Avec le coeur, et avec l'esprit
C'était qui, Délia, la petite qui chantait tout le temps ?
Lossedat. Quelle chance merveilleuse d'avoir une maison, un lieu, qui raconte une histoire.
Pour moi, c'était celle de mes grands-parents.
Le logement était à l'étage, et dessous, c'était "la boutique", où ma grand-mère exerçait son métier de teinturière. J'y ai passé les premières années de ma vie, jusqu'à ce que la maison soit détruite parce qu'elle menaçait de s'écrouler. Il y avait eu un arrêté d'expulsion, mais mes grands-parents ne voulaient pas s'en aller. Quel âge pouvais-je avoir ? Huit ans ?
J'adorais cette maison, "la vieille maison" comme je l'appelais. Où que j'aille, la maison me parlait.
Là, la cuisine, qui faisait aussi office de "salle d'eau", on se lavait devant l'évier. À côté, le salon avec un divan où dormaient mes grands-parents tout le temps qu'ils ont hébergé mes parents avec nous deux petites. Quatre ans. Cela avait duré quatre ans avant que mes parents obtiennent un logement.
Dans le salon, le piano de mon père.
Le piano de mon père.
Ici, un endroit mystérieux, fermé à clé, que ma grand-mère appelait le grenier mais qui en fait servait d'atelier à son mari qui était ébéniste. Des doigts en or, disait maman, mon grand-père avait des doigts en or.
Par la suite, bien plus tard, j'ai su que dans ce grenier, mon père adolescent s'enfermait, loin du bruit, loin des cris, pour étudier. C'était son refuge.
Il avait là son porte-plume avec les petites bouteilles d'encre Waterman de différentes couleurs, ses stylos soigneusement alignés, son cahier sur lequel pendant la guerre il écrivait au crayon afin de pouvoir gommer et le ré utiliser encore une fois.
Enfin, il y avait la chambre. Sur le lit, immense comme la mer, un jeté de lit bois de rose, avec assise dessus, une magnifique poupée de porcelaine. C’était la chambre de mes grands-parents que les auteurs de mes jours occupaient.

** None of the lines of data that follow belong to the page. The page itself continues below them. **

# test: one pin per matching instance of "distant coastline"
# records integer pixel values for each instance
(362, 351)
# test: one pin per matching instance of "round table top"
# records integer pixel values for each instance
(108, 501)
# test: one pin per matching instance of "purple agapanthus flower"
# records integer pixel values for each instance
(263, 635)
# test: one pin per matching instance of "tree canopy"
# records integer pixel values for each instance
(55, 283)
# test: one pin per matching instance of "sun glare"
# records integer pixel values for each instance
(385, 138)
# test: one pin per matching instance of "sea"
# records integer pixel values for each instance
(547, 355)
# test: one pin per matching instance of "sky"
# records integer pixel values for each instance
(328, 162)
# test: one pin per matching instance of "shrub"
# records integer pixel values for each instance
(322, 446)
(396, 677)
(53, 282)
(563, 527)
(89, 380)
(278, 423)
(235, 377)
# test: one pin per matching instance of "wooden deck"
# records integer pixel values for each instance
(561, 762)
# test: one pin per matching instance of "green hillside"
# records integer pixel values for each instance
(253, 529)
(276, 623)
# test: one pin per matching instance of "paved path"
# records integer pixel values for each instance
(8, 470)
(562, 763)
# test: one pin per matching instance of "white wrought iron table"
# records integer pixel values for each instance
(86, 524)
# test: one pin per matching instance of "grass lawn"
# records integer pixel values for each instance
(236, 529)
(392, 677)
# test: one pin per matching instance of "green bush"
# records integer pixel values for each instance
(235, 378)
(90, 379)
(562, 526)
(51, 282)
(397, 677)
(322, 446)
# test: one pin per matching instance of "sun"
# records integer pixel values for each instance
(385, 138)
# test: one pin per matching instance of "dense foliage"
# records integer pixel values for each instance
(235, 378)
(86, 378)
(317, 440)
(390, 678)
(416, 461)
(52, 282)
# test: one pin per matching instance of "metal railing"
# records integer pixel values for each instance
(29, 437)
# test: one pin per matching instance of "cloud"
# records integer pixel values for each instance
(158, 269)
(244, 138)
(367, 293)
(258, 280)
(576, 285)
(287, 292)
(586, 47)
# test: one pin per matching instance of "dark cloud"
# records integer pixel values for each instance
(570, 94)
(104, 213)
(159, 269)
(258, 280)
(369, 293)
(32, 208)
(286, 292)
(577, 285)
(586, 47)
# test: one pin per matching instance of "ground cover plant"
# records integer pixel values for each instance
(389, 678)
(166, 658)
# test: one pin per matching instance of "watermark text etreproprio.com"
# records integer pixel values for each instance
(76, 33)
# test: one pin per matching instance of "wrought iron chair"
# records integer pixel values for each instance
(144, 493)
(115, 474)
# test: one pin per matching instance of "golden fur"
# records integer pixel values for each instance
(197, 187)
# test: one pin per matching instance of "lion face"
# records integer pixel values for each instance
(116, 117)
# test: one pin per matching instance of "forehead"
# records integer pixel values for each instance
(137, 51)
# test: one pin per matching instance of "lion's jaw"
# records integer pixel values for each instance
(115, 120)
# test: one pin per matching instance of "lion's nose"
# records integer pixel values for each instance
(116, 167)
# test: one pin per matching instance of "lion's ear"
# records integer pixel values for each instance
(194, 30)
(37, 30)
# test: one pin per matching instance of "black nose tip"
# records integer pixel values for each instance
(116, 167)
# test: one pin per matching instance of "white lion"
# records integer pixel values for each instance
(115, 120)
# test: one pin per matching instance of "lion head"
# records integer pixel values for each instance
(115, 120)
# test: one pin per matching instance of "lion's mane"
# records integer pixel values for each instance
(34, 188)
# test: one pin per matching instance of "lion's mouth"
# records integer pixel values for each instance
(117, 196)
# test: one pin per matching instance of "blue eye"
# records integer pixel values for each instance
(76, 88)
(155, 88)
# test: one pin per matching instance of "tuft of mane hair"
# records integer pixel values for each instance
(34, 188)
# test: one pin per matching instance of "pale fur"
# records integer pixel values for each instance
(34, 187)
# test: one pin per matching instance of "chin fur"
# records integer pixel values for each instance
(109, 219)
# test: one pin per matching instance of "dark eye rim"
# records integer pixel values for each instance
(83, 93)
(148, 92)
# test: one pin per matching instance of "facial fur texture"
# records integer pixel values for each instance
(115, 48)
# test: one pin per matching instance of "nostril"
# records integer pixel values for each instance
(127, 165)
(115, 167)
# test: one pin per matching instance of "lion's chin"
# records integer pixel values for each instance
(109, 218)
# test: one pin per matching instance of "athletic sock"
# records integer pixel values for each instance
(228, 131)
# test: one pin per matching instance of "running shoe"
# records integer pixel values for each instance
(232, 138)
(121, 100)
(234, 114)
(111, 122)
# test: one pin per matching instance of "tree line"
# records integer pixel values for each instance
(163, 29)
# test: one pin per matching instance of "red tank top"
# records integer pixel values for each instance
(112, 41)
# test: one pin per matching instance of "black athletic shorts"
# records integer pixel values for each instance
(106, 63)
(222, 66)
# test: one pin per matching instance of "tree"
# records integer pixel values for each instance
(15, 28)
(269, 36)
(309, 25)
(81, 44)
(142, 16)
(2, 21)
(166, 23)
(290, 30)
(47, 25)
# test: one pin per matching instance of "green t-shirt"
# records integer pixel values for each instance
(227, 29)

La maison dont je parle n’existe plus, elle a été démolie. Mais elle est toujours vivante, aussi vivante qu'elle l'était du temps où, avant la guerre, mes grands-parents avaient acheté le fonds de commerce.
Quelle chance d'avoir connu une telle maison. De pouvoir ressentir encore, raconter, transmettre.
Communier.
Communier, c'est-à-dire parler avec le cœur, et avec l'esprit.